A standard experience replay buffer that stores `Trajectories` objects and samples uniformly.

```python
from gfn.containers import ReplayBuffer

replay_buffer = ReplayBuffer(capacity=1000)

# During training:
trajectories = gflownet.sample_trajectories(env, n=batch_size)
replay_buffer.add(trajectories)
buffer_trajectories = replay_buffer.sample(n=batch_size)
```

Use `prioritized_sampling=True` for reward-proportional sampling and `prioritized_capacity=True` to keep higher-reward trajectories when evicting.

**See:** `train_hypergrid_buffer.py`, `train_graph_ring.py`.

### TerminatingStateBuffer

**Class:** `TerminatingStateBuffer`

An alternative that stores only terminal states rather than full trajectories. At training time, backward trajectories are sampled from the stored terminal states and reversed to create forward training data.

```python
# Sample backward from terminal states, then reverse
backward_sampler = Sampler(gflownet.pb)
backward_trajectories = backward_sampler.sample_trajectories(
    env, states=terminal_states, is_backward=True
)
training_trajectories = backward_trajectories.reverse_backward_trajectories()
```

This is more memory-efficient than storing full trajectories, but requires a trained backward policy to reconstruct trajectories.

**See:** `train_hypergrid_buffer.py` (with `--buffer_type terminating_state`).

### NormBasedDiversePrioritizedReplayBuffer

**Class:** `NormBasedDiversePrioritizedReplayBuffer`

A diversity-aware replay buffer that scores stored trajectories using multiple components: retention priority, novelty (via pairwise distance), reward magnitude, and mode bonuses. Used in distributed training setups for improved mode coverage.

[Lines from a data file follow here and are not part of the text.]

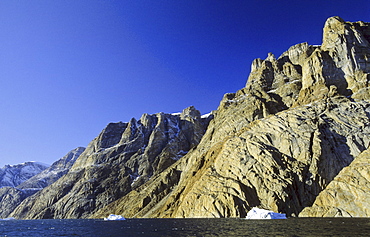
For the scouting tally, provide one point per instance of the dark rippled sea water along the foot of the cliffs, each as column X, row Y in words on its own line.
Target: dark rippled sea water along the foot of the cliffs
column 189, row 227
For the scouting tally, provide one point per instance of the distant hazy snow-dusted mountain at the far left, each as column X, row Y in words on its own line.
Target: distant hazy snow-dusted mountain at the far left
column 14, row 175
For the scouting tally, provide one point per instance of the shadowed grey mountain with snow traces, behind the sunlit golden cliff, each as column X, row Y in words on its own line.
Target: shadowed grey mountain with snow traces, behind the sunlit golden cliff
column 123, row 157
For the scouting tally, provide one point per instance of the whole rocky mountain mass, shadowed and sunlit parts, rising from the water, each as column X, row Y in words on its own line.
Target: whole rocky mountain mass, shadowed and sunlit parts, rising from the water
column 294, row 140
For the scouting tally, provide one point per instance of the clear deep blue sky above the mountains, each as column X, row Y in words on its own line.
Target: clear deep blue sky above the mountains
column 68, row 68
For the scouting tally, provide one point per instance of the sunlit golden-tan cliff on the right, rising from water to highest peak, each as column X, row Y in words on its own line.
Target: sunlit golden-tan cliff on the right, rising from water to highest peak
column 280, row 141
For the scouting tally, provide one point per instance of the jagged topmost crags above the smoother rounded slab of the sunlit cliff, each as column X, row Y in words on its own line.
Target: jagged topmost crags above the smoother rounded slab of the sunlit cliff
column 306, row 73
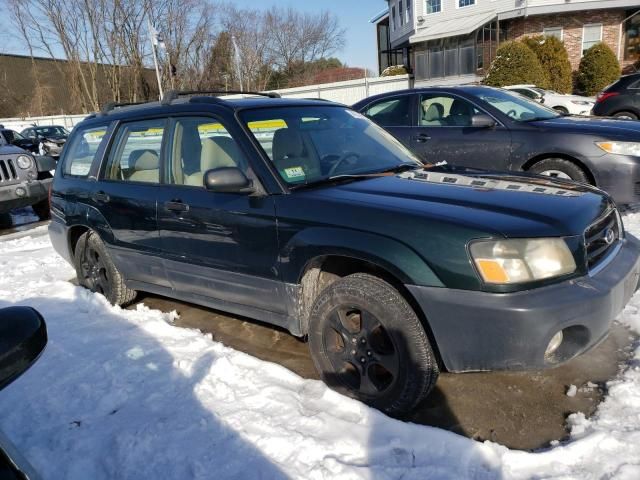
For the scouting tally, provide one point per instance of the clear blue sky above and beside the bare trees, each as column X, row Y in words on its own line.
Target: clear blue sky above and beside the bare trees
column 359, row 50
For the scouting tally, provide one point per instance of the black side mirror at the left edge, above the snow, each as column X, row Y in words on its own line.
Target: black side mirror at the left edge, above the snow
column 23, row 336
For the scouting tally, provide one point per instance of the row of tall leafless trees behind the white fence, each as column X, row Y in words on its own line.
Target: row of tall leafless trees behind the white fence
column 107, row 53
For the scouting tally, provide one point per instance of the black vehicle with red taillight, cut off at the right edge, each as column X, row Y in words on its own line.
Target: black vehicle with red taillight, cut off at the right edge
column 620, row 99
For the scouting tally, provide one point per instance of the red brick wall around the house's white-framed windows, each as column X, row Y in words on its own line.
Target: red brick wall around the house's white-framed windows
column 571, row 24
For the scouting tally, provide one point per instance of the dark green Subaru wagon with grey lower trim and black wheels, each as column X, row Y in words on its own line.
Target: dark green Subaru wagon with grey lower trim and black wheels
column 306, row 215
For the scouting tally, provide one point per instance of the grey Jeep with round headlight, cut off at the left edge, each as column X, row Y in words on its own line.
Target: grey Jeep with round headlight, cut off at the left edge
column 24, row 180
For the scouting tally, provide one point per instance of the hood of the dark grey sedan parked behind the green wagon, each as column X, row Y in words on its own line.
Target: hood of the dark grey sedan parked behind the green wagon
column 599, row 126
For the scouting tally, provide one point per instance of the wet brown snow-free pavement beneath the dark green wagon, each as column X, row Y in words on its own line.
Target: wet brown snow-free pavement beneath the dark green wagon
column 520, row 410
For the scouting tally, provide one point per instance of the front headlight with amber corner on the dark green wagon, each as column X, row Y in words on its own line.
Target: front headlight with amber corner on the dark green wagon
column 506, row 262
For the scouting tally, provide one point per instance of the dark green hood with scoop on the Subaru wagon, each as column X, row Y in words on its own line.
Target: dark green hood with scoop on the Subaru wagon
column 493, row 202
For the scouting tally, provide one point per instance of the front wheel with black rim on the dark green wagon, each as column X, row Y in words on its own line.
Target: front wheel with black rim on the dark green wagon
column 367, row 343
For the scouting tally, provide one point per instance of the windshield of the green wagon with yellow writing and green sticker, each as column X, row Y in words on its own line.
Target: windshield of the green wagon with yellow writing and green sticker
column 311, row 144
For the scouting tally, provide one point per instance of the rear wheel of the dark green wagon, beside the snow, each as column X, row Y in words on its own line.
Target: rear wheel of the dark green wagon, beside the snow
column 95, row 271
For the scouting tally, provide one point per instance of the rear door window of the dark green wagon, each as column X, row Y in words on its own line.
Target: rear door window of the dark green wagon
column 136, row 153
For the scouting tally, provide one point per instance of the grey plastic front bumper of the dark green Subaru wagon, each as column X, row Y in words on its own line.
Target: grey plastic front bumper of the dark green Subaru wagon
column 488, row 331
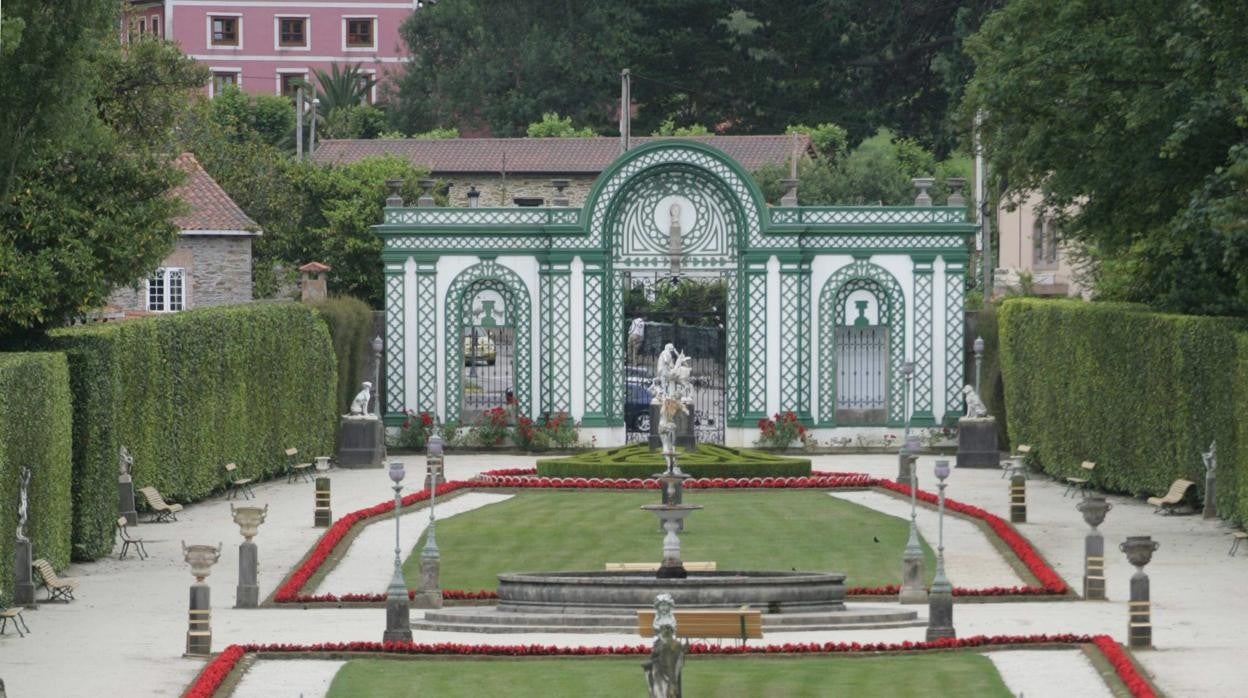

**See:** `train_hypergrid.py`, `train_hypergrid_ddp.py`.

## Buffer Prefilling

Filling the buffer before training begins can stabilize early training. This is done by sampling trajectories without computing gradients:

```python
with torch.no_grad():
    for _ in range(prefill_steps):
        trajectories = gflownet.sample_trajectories(env, n=batch_size)
        replay_buffer.add(trajectories)
```

**See:** `train_hypergrid_buffer.py` (prefill loop before the main training loop).

## Expert Data Warm-Starting

You can pre-fill a replay buffer with trajectories from known high-reward terminal states by sampling backward from them and reversing:

```python
backward_sampler = Sampler(gflownet.pb)
backward_trajectories = backward_sampler.sample_trajectories(
    env, states=expert_states, is_backward=True
)
forward_trajectories = backward_trajectories.reverse_backward_trajectories()
replay_buffer.add(forward_trajectories)
```

This technique helps with exploration in environments with many modes that are hard to discover from scratch. The `reverse_backward_trajectories()` method on `Trajectories` handles flipping the trajectory direction.

**See:** `train_with_example_modes.py` (pre-fills with half the known ring graph modes).

## Mixing On-Policy and Off-Policy Data

A common pattern is to mix freshly sampled on-policy trajectories with replayed off-policy data in each training step:

```python
# Fresh on-policy batch
online_trajectories = gflownet.sample_trajectories(env, n=batch_size // 2)
replay_buffer.add(online_trajectories)

# Off-policy batch from buffer
buffer_trajectories = replay_buffer.sample(n=batch_size // 2)

# Compute loss on both (must recalculate since buffer data is off-policy)
all_trajectories = online_trajectories.extend(buffer_trajectories)
loss = gflownet.loss(env, training_samples, recalculate_all_logprobs=True)
```

**See:** `train_with_example_modes.py` (50/50 online + buffer mixing).